Texto baseado no relato de acontecimentos, mas contextualizado a partir do conhecimento do jornalista sobre o tema; pode incluir interpretações do jornalista sobre os fatos.

No caso do Afeganistão, sobram impressões e falta reflexão

Homem afegão se lava antes de rezar em rio na cidade de Jalalabad - Noorullah Shirzada/AFP
Homem afegão se lava antes de rezar em rio na cidade de Jalalabad Imagem: Noorullah Shirzada/AFP

Colunista do UOL

24/08/2021 04h00

As imagens afegãs impactaram as sensibilidades na última semana. Perante as incertezas e as dores, paira a vontade de compreender o que ocorre. Contudo, na ânsia por acomodar os eventos em explicações, podemos incorrer em fórmulas de análise imprecisas ou até mesmo preconceituosas. Ainda mais quando tratamos do que chamamos, de modo genérico, como "Oriente".

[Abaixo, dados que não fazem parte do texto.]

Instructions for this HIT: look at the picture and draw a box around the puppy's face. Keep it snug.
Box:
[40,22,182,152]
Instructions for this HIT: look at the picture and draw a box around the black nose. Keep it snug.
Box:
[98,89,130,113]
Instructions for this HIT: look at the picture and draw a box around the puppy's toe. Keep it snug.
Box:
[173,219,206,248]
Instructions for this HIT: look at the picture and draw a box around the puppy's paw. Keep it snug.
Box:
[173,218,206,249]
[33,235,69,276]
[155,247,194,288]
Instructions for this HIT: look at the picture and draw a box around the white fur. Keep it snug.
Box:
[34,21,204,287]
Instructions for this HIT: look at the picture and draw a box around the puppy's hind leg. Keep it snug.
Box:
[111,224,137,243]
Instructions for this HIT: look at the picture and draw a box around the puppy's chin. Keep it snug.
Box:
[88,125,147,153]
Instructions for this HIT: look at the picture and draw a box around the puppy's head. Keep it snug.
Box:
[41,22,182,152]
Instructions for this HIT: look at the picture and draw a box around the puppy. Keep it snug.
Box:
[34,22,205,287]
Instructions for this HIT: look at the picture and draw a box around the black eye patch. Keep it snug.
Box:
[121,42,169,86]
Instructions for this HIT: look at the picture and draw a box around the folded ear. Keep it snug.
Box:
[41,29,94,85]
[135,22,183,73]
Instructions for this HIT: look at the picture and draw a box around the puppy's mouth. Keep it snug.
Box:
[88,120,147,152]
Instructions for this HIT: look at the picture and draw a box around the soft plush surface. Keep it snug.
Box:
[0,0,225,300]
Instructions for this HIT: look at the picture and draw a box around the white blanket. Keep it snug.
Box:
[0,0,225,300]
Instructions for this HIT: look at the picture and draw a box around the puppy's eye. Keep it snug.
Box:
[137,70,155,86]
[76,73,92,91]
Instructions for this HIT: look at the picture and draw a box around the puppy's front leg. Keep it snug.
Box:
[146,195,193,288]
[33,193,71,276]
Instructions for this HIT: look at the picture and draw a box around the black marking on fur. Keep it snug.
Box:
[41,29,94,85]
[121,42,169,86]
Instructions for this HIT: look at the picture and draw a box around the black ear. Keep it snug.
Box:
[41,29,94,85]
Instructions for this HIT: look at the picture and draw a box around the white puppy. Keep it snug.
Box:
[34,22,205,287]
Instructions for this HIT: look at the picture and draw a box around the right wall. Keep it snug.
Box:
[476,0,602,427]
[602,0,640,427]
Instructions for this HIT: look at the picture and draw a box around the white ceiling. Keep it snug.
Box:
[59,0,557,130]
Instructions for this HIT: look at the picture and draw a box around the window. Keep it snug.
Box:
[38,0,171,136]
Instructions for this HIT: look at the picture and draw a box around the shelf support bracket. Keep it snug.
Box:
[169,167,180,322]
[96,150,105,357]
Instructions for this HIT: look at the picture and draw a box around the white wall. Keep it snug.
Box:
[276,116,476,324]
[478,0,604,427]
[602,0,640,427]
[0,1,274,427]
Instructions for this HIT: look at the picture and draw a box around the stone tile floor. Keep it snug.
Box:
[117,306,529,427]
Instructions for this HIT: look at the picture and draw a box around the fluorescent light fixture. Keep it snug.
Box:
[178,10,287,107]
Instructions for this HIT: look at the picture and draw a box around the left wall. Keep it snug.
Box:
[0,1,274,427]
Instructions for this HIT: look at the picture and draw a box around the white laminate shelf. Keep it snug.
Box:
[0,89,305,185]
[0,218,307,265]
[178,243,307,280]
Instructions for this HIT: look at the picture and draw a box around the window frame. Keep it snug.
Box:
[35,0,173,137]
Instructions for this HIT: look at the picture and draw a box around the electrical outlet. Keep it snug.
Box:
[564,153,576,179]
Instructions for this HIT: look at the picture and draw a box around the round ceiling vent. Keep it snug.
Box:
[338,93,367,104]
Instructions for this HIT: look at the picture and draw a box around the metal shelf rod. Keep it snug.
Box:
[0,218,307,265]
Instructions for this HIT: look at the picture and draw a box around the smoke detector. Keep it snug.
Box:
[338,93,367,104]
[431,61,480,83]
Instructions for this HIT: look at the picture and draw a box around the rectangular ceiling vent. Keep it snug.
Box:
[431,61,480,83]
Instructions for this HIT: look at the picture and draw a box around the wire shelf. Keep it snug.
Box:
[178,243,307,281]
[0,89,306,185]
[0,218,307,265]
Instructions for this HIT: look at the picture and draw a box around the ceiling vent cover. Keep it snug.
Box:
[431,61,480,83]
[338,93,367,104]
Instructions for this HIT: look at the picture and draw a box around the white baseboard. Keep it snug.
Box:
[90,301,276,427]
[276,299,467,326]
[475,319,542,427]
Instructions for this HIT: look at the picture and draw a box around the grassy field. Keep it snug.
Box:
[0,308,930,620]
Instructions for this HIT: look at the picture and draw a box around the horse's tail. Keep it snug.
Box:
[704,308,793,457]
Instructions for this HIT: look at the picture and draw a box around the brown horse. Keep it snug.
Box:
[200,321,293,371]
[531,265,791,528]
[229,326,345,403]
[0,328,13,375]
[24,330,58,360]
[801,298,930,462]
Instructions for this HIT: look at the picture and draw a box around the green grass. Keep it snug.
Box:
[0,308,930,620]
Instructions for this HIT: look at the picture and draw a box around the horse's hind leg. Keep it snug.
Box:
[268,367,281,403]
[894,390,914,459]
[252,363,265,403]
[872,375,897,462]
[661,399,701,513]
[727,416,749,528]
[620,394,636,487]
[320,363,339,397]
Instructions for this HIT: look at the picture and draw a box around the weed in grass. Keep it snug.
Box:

A respeito do tema, em 1978, o pensador palestino Edward Said escreveu um livro importante chamado "Orientalismo". Nele, o autor explica como o "Ocidente" criou uma série de ideias, noções e discursos a respeito do "Oriente". Said chama de orientalismo a forma de aludir e entender um conjunto variado de regiões e de histórias, "é um estilo ocidental para dominar, reestruturar e ter autoridade sobre o Oriente".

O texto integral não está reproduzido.